There is a set of "base schema" tables in the maxwell database - tables, columns, databases. This is where we capture the initial schema, the first time Maxwell is run.

As time progresses, maxwell will see any modifications you make to the schema (these are part of the binlog). As each change occurs, Maxwell will generate an internal representation of what changed. Maxwell stores these diffs in the schemas table - each diff contains the following information to place it in the timeline of your database:

This information creates a concrete timeline of the history of your schema for a given server. Given any binlog file+position (or gtid) and a last_heartbeat value, the current schema can be found by finding the "most recent" schema for this server_id, then following the chain of base_schema_id until it terminates (in a null, which means we've reached the initial captured schema).

"Most recent" should be fairly intuitive - firstly we sort by last_heartbeat_read, then by binlog_file, then binlog_position.
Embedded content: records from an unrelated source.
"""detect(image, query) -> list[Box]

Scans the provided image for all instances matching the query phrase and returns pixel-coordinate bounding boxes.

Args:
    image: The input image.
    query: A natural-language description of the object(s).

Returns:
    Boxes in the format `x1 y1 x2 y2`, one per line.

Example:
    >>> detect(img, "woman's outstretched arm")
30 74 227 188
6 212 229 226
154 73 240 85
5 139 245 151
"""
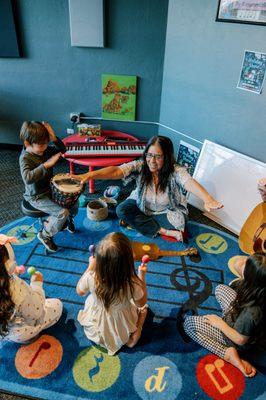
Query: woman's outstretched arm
72 165 124 183
184 178 223 212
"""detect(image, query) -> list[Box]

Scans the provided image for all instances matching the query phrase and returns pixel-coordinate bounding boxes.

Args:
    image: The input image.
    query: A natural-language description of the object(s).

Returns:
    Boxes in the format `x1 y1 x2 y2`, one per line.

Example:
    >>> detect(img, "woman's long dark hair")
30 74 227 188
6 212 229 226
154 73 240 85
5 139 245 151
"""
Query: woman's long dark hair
141 136 175 192
94 232 140 310
0 246 15 337
226 253 266 341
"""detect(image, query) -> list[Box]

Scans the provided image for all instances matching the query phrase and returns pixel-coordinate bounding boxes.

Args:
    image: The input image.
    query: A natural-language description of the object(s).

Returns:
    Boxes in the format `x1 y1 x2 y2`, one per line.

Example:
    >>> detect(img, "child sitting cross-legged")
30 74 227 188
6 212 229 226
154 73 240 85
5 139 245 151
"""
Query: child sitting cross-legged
76 232 148 355
183 253 266 378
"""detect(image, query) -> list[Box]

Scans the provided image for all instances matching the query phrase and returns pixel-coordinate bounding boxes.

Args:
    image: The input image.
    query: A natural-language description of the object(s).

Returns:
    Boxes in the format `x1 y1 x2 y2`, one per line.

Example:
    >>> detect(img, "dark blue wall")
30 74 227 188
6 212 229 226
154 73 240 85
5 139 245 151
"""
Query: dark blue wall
0 0 168 143
159 0 266 162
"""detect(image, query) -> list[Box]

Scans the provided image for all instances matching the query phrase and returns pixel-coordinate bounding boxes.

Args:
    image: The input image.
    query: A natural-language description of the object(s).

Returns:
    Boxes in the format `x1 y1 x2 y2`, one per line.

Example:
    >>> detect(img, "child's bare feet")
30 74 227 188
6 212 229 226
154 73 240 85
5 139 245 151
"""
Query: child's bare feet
126 327 142 348
160 228 183 241
225 347 256 377
126 308 148 348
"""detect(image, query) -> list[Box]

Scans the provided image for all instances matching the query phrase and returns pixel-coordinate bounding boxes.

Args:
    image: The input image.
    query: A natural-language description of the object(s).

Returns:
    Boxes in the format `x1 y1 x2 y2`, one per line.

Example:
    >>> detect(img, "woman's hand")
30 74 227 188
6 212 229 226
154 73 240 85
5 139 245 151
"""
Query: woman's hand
42 122 57 142
204 197 223 212
204 314 224 329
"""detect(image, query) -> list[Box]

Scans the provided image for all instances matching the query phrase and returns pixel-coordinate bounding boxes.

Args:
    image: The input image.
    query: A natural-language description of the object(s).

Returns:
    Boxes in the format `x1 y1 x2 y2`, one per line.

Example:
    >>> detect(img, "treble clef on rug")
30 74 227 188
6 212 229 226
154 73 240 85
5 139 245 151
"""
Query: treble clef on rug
171 256 212 340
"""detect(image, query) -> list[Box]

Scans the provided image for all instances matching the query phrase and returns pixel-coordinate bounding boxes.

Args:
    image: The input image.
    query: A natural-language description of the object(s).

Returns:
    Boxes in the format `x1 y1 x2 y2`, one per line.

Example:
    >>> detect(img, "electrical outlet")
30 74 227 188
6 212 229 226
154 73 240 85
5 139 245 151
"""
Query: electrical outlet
70 112 81 123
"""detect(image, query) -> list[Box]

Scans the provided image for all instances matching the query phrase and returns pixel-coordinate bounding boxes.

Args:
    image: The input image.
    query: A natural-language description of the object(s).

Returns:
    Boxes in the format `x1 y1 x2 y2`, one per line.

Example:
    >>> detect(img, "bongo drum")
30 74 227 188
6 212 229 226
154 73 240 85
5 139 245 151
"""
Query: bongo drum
50 174 84 208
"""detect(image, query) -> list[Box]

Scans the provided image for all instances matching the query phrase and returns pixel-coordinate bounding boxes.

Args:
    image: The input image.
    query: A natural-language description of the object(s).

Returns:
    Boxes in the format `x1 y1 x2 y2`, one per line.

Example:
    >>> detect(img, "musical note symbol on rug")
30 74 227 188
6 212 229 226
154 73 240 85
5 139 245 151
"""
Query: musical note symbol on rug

We limit the search to values "before" the binlog position we're searching for, because we don't want to use a schema corresponding to a change that is "in the future" - i.e. further ahead in the binlog than our current position.

Master failover

Schemas are important for master failover. When Maxwell detects that it is talking to a new server_id (one that differs from its stored position), it attempts a master failover (if enabled). It searches backwards in the new servers binlog files, looking for an update to maxwell.heartbeats corresponding to the timestamp stored in its position table.

Once it finds this (unique) update, it knows the binlog location for both the old and new master which correspond to the exact same event.

Using this information, maxwell creates a merge point - it finds the active schema for the old master's stored position, and then creates a new schema entry with an empty delta, the new server_id, and a base_schema_id of the previous schema. In this way, Maxwell is able to create a chain of schema updates even across different servers with different sets of binlogs.